Но Сомов не торопился.

— А ты почему вспомнил? — спросил он, вытирая губы.

— Да так… — Делиться возникшими вдруг мыслями Марату не хотелось, но и носить их в себе не легко. — Мы хотим как можно больше взять от жизни. Но жизнь так устроена, что нельзя только брать. Приобретения уравновешиваются потерями.

— Баш на баш? — будто бы даже обеспокоенно спросил Сомов, но заметно было, что эта игра.
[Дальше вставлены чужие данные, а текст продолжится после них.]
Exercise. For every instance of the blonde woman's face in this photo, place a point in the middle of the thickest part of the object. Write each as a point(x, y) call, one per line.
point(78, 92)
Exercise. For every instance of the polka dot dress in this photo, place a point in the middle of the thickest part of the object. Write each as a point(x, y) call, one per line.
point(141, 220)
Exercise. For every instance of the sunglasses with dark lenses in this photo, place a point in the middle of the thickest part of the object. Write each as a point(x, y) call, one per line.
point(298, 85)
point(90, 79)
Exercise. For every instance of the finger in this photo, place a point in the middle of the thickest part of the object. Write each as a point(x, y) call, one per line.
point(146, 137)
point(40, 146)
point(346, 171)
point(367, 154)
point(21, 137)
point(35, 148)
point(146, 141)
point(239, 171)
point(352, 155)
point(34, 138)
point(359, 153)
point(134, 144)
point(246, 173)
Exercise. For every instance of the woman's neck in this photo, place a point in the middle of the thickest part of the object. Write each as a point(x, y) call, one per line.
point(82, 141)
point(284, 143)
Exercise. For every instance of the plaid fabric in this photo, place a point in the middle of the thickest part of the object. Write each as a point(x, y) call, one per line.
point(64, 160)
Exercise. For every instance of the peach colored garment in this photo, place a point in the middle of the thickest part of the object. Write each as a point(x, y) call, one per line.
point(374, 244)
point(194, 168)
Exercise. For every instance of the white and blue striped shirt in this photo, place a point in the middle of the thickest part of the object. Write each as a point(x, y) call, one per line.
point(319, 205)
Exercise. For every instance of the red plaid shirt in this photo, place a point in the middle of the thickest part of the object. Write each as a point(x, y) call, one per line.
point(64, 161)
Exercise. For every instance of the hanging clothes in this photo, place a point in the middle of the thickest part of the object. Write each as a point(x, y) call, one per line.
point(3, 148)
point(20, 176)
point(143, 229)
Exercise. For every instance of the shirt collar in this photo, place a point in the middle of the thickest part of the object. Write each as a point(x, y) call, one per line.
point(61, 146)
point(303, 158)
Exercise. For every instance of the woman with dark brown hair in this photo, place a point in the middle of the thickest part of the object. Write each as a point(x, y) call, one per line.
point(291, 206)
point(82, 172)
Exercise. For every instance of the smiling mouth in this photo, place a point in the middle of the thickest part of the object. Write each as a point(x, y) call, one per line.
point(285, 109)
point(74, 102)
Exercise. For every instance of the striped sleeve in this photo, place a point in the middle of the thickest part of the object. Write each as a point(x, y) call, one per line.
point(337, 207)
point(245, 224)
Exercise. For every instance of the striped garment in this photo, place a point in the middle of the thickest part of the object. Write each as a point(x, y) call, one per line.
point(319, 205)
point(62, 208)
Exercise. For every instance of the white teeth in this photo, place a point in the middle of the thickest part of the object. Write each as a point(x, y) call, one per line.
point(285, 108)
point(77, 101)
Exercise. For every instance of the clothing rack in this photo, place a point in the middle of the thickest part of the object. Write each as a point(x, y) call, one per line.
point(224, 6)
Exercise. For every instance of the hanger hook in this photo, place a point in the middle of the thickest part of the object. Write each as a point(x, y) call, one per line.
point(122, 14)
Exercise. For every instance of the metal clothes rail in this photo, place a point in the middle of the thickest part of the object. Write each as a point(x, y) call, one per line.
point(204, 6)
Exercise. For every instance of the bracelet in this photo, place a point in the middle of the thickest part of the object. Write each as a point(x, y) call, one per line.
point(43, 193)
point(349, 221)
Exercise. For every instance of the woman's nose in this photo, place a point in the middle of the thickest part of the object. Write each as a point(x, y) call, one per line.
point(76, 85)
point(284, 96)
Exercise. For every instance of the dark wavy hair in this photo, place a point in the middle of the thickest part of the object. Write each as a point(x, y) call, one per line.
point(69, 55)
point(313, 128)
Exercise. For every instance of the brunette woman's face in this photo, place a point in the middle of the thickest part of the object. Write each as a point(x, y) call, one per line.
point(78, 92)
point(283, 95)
— Когда как, — пожал плечами Назаров. — Бывает, теряем больше.

Неожиданно что-то изменилось в Сомове, глаза поблекли, погрустнели, какие-то подспудные мысли подступали, мешали продолжать игру.

— Может, и так, — согласно кивнул он головой. — Хватаешь, хватаешь, все боишься упустить, а просеет тебя грохот в нижние горизонты, начнешь бабки подбивать — и нет ничего. Что было — забудется, будто и не было. Какой же тогда смысл подгребать под себя? Правильно я твою мысль усек?

— Сам-то не так думаешь? — сощурился Марат, пытаясь по лицу его понять, в чем тот играет, в чем откровенен.

— Так же, — махнул рукой Кирилл. — Иногда мне кажется, что в жизни я уже всего испробовал и желать больше нечего. В самом деле — чего? На Северном полюсе не был? На дно океана не опускался? Так зачем это мне теперь? Такими вещами в молодости грезят. А мне теперь привычный диван милее всего на свете. Иной раз где-нибудь в песках, посреди пустыни так захочется прилечь на родимый диван, хоть волком вой.

— Единство и борьба противоположностей, — тихо, с осторожной, полувопросительной ноткой в голосе подсказал Назаров.

Сразу замкнувшись, недовольно насупившись, Сомов посидел молча, покрутил в руках пустой стакан, потом проговорил ворчливо:

— Ты привык все по полочкам раскладывать, а человек сложен, полон этих самых противоположностей, у него и так и эдак бывает, единство и борьба. Вот об этом бы написал. А то все по готовым рецептам. С небывалым подъемом трудится в эти дни бригада слесарей. Теперь портрет их бригадира украсит городскую доску Почета… А нет чтобы в душу ему заглянуть, туда, где единство и борьба противоположностей. — Но заметив, как нахмурился, потемнел лицом Марат, примирительно добавил: — Ты не обижайся. Инженерные решения тоже чаще бывают стереотипными, чем оригинальными. Я в своей работе сплошь и рядом руководствуюсь принципами стандартизации, унификации и типизации, приспосабливаю уже готовые технические решения к условиям своего производства. И этот подход весьма результативен. У меня дело, а у тебя только слово, так что с тебя и спрос другой.